I was curious how unique my new lease car would be in the Netherlands and I wanted to investigate the current trends of new cars. Using the RDW open data portal I have downloaded the dataset of all registered vehicles in the Netherlands. The dataset “Open-Data-RDW-Gekentekende_voertuigen” contains about 16.5M rows and a staggering 96 columns. The total size of the dataset at this moment:
du -h ~/Downloads/Open_Data_RDW__Gekentekende_voertuigen_*
# 10G Open_Data_RDW__Gekentekende_voertuigen_20250117.csv
The data has a header and is comma-separated and contains a lot of columns. The last 5 columns are URL references to different datasets. These 5 URLs are repeated for millions of rows. Many low cardinality columns are repeated for all rows, for example, type of car, brand, and ‘Taxi indicator’ to name a few. A columnar storage format like parquet or DuckDB internal format would be more efficient to store this dataset.
In this blog post we will compare the impact of file formats on this 10Gb CSV dataset. We will compare the following file formats:
- Raw CSV
- Compressed parquet (snappy)
- Compressed parquet (zstd)
- DuckDB internal format
Raw CSV
Let’s see what happens when we look for the first and last entry of the dataset using Spark and check the timings.
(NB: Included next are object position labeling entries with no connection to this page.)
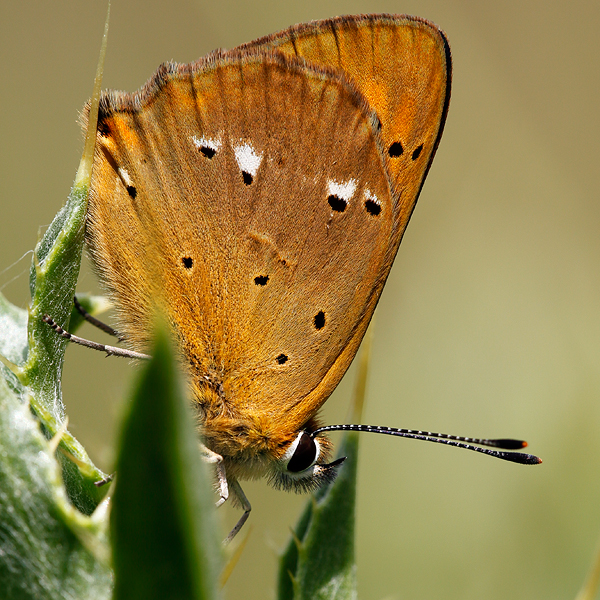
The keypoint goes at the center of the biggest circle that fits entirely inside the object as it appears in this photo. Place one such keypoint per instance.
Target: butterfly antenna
(450, 440)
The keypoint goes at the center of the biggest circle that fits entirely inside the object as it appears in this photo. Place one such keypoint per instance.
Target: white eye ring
(290, 452)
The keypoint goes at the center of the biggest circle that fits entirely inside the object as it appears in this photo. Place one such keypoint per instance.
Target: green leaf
(165, 543)
(52, 281)
(318, 563)
(48, 549)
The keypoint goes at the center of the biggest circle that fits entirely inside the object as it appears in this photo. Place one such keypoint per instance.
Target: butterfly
(257, 198)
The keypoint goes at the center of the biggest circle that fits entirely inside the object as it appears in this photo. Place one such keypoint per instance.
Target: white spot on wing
(370, 196)
(247, 159)
(202, 142)
(344, 190)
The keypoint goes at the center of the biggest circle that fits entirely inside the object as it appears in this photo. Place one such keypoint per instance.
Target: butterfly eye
(304, 454)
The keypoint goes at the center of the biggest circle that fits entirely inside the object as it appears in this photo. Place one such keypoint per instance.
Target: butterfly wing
(258, 201)
(403, 67)
(246, 198)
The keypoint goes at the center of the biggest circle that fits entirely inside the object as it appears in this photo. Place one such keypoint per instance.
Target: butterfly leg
(239, 493)
(96, 322)
(110, 350)
(216, 459)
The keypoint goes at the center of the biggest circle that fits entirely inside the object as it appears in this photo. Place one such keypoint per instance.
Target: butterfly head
(304, 466)
(290, 460)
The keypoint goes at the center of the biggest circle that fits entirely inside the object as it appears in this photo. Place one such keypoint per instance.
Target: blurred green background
(489, 323)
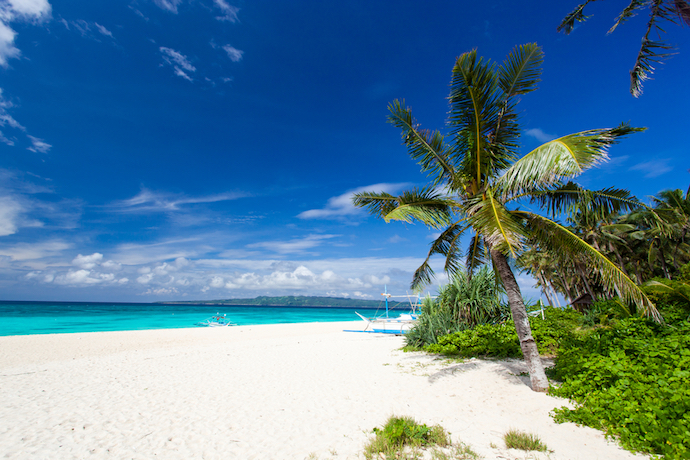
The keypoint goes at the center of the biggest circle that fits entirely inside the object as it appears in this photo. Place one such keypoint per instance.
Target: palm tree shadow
(513, 370)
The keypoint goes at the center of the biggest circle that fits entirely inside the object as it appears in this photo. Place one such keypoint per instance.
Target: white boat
(217, 320)
(387, 324)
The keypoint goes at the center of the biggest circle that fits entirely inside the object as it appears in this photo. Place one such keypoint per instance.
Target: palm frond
(683, 10)
(577, 15)
(628, 12)
(562, 240)
(473, 114)
(446, 245)
(651, 51)
(425, 147)
(560, 159)
(426, 205)
(521, 70)
(490, 218)
(570, 197)
(476, 254)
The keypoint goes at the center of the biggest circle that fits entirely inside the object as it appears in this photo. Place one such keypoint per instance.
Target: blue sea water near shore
(27, 318)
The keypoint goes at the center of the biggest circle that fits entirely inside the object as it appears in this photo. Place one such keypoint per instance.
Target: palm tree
(478, 180)
(651, 51)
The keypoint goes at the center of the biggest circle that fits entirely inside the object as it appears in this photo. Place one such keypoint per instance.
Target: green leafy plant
(515, 439)
(630, 379)
(399, 432)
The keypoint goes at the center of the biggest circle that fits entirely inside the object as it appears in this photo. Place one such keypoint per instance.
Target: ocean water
(27, 318)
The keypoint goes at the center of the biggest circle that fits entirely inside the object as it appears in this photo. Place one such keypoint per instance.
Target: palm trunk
(521, 320)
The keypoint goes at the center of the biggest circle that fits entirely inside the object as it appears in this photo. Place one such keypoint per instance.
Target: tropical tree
(478, 181)
(652, 51)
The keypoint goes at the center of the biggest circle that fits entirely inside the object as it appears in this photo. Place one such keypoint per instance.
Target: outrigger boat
(392, 324)
(216, 321)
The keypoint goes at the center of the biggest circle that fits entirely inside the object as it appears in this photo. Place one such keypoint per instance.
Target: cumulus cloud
(292, 246)
(540, 135)
(341, 206)
(168, 5)
(228, 12)
(38, 146)
(77, 278)
(88, 262)
(178, 61)
(234, 54)
(18, 10)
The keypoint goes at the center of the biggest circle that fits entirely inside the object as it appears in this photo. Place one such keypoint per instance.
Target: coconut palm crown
(479, 181)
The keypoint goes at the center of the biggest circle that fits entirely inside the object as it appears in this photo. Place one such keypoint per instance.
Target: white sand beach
(259, 392)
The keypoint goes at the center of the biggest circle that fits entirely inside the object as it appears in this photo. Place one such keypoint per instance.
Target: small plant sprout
(515, 439)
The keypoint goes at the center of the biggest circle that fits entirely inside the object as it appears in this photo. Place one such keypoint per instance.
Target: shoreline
(253, 392)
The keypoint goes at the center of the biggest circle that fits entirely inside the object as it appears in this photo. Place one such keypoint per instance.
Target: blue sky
(202, 149)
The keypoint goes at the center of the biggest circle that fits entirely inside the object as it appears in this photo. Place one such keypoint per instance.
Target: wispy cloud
(228, 12)
(148, 201)
(178, 61)
(234, 54)
(168, 5)
(297, 245)
(339, 207)
(654, 168)
(540, 135)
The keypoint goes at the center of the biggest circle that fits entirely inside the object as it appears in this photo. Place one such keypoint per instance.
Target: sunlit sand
(258, 392)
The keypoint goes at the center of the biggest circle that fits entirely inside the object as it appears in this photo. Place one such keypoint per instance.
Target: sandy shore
(258, 392)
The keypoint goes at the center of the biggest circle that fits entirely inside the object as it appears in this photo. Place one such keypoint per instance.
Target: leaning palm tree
(478, 180)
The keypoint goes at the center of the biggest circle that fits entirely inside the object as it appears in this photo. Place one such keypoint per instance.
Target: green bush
(501, 341)
(630, 380)
(463, 303)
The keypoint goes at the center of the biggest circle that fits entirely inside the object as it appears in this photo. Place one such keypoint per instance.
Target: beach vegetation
(516, 439)
(399, 433)
(466, 301)
(479, 181)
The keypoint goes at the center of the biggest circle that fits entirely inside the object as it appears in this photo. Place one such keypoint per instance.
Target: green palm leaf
(551, 234)
(425, 147)
(425, 205)
(560, 159)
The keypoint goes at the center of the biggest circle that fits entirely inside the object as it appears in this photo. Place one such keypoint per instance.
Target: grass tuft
(524, 441)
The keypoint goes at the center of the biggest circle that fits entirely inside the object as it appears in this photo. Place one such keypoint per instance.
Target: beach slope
(259, 392)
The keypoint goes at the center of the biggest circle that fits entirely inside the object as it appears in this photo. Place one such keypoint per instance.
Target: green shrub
(515, 439)
(399, 432)
(630, 380)
(501, 341)
(461, 304)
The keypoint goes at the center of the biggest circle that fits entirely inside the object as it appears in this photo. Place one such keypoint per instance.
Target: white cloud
(34, 251)
(229, 12)
(178, 61)
(77, 278)
(148, 201)
(10, 212)
(341, 206)
(540, 135)
(170, 5)
(654, 168)
(88, 262)
(103, 30)
(292, 246)
(234, 54)
(18, 10)
(38, 146)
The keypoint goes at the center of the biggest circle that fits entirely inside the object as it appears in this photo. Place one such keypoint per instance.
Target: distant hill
(292, 301)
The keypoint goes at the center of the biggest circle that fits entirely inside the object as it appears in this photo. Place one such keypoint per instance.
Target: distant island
(292, 301)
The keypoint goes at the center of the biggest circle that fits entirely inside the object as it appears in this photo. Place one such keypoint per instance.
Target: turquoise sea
(27, 318)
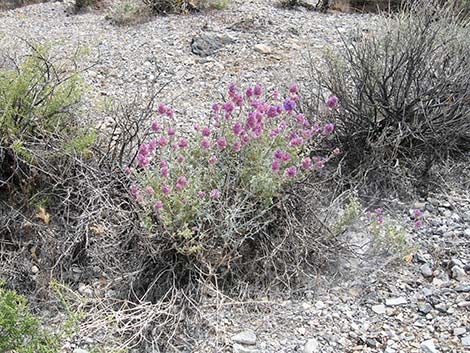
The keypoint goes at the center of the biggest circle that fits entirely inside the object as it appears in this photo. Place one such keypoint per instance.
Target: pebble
(396, 301)
(245, 337)
(426, 270)
(379, 309)
(311, 346)
(239, 348)
(459, 331)
(428, 347)
(466, 341)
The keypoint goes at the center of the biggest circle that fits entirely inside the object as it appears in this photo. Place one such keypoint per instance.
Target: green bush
(20, 331)
(404, 95)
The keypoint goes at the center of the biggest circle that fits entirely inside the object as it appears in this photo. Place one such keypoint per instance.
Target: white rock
(426, 270)
(396, 301)
(428, 347)
(239, 348)
(245, 337)
(263, 49)
(378, 309)
(458, 273)
(311, 346)
(466, 341)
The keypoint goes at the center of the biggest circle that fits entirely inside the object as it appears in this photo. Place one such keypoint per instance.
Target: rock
(378, 309)
(466, 341)
(263, 49)
(208, 44)
(396, 301)
(246, 337)
(458, 273)
(463, 288)
(311, 346)
(428, 346)
(85, 290)
(426, 270)
(238, 348)
(424, 308)
(459, 331)
(419, 205)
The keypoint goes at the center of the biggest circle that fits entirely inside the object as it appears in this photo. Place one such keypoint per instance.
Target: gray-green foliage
(20, 331)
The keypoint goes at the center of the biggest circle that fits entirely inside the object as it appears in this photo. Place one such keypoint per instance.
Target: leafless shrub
(404, 95)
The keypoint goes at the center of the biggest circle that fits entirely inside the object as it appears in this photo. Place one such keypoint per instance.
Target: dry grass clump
(404, 94)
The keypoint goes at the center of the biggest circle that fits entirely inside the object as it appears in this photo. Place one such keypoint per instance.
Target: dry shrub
(404, 96)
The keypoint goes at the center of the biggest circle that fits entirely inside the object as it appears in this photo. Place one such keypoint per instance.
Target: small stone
(396, 301)
(419, 205)
(458, 273)
(311, 346)
(424, 308)
(463, 288)
(238, 348)
(466, 341)
(263, 49)
(246, 337)
(378, 309)
(428, 346)
(426, 270)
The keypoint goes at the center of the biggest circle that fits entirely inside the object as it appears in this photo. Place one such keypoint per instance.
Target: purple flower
(332, 102)
(275, 165)
(156, 126)
(293, 88)
(162, 141)
(170, 112)
(162, 108)
(214, 194)
(237, 128)
(206, 131)
(182, 143)
(205, 143)
(237, 145)
(134, 190)
(182, 180)
(258, 90)
(328, 129)
(158, 205)
(291, 171)
(165, 172)
(222, 142)
(212, 160)
(166, 189)
(289, 104)
(306, 163)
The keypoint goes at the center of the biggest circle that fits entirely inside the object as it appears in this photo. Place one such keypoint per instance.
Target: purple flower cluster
(244, 128)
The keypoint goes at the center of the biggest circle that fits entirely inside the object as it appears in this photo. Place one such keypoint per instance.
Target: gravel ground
(371, 305)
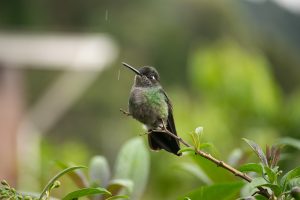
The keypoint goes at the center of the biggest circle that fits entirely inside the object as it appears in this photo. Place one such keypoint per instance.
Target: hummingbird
(150, 105)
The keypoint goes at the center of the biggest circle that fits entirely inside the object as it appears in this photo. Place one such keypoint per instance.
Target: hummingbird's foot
(125, 112)
(163, 126)
(146, 133)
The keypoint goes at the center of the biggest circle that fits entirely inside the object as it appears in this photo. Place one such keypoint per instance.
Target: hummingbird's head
(145, 76)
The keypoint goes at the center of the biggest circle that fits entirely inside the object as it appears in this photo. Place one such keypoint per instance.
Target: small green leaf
(224, 191)
(99, 171)
(116, 185)
(133, 163)
(251, 167)
(85, 192)
(77, 176)
(57, 176)
(275, 188)
(295, 173)
(118, 197)
(186, 149)
(256, 148)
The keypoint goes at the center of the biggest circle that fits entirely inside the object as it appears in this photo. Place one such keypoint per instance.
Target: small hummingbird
(150, 105)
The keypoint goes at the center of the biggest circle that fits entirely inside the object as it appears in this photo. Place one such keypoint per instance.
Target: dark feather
(160, 140)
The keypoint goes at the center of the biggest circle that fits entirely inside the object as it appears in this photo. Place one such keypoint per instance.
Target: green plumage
(149, 104)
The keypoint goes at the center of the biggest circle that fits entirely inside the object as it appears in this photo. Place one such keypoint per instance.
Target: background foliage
(231, 67)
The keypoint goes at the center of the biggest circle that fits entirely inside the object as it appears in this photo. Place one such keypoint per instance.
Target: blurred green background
(229, 66)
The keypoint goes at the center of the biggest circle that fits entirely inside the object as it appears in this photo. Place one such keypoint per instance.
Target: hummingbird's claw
(125, 112)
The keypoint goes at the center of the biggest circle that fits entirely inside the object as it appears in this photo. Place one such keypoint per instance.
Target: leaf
(85, 192)
(57, 176)
(251, 167)
(99, 171)
(133, 163)
(215, 173)
(256, 182)
(116, 185)
(196, 171)
(118, 197)
(294, 173)
(256, 148)
(290, 142)
(77, 176)
(186, 149)
(224, 191)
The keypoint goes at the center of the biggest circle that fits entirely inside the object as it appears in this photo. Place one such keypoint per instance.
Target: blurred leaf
(116, 185)
(251, 167)
(77, 176)
(275, 188)
(224, 191)
(118, 197)
(256, 182)
(99, 171)
(57, 176)
(133, 163)
(290, 142)
(212, 170)
(256, 148)
(294, 173)
(294, 182)
(196, 171)
(85, 192)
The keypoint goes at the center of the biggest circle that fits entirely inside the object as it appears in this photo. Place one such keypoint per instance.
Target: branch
(262, 191)
(220, 163)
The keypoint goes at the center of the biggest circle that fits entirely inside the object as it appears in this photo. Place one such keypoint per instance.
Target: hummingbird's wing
(159, 140)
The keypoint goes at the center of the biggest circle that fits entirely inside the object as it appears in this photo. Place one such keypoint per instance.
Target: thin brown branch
(262, 191)
(220, 163)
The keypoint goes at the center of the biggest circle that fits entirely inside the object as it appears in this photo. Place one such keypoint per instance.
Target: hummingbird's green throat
(132, 68)
(150, 105)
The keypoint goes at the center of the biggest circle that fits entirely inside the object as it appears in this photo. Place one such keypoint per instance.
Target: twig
(220, 163)
(262, 191)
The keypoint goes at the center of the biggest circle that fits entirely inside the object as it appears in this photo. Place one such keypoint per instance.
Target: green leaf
(196, 171)
(118, 197)
(133, 163)
(116, 185)
(251, 167)
(224, 191)
(295, 173)
(85, 192)
(57, 176)
(275, 188)
(256, 148)
(77, 176)
(215, 173)
(256, 182)
(99, 171)
(290, 142)
(186, 149)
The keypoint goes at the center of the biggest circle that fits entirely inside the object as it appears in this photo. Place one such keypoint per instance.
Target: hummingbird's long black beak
(132, 68)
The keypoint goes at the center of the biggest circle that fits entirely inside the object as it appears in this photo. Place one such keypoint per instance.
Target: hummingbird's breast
(148, 105)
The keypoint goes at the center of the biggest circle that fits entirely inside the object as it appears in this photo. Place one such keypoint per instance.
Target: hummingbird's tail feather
(160, 140)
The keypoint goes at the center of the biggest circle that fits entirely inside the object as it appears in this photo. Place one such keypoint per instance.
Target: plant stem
(220, 163)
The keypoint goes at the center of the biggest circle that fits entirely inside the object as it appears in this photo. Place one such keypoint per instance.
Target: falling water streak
(119, 74)
(106, 15)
# Select first column value at the top and bottom of the dataset:
head -n2 ~/Downloads/Open_Data_RDW_* | tail -n1 | cut -d, -f1
tail -n1 ~/Downloads/Open_Data_RDW_* | cut -d, -f1
# Output:
# first: MR56LN
# last: MR56LG
Load the dataset in a spark session and create a temporary view to query the dataset.
import os
from pyspark.sql import SparkSession
# Default spark session
spark = SparkSession.builder.appName("CarInspector").getOrCreate()
print(spark.version) # 4.0.0-preview 2
raw_csv_file = os.path.expanduser(
"~/Downloads/Open_Data_RDW__Gekentekende_voertuigen_20250117.csv")
# Load dataset as a queryable table
spark.read.csv(raw_csv_file, header=True)\
.createOrReplaceTempView("raw_csv")
first = "MR56LN"
last = "MR56LG"
I created an analytical query to view top market share of new cars in the Netherlands:
-- Step 1: group by brand, type and year, count this group
with cars_brand_per_year as (
select
Merk,
Handelsbenaming,
substring(cast("Datum eerste toelating" as string), 0,4) as jaar,
count(*) total
from raw_csv
where Voertuigsoort = 'Personenauto'
and "Datum eerste toelating" >= 20230101
and "Datum eerste toelating" < 20250101
group by 1, 2, 3
)
-- Step 2: calculate the market share of the top 30 cars
-- Using a sub-query to calculate the total cars this year.
-- Calculate the diff with the previous year, using a window function.
select
jaar, Merk, Handelsbenaming,
round((total /
(select count(*) as year_total from raw_csv
where Voertuigsoort = 'Personenauto'
and substring(cast("Datum eerste toelating" as string), 0, 4) = 2024)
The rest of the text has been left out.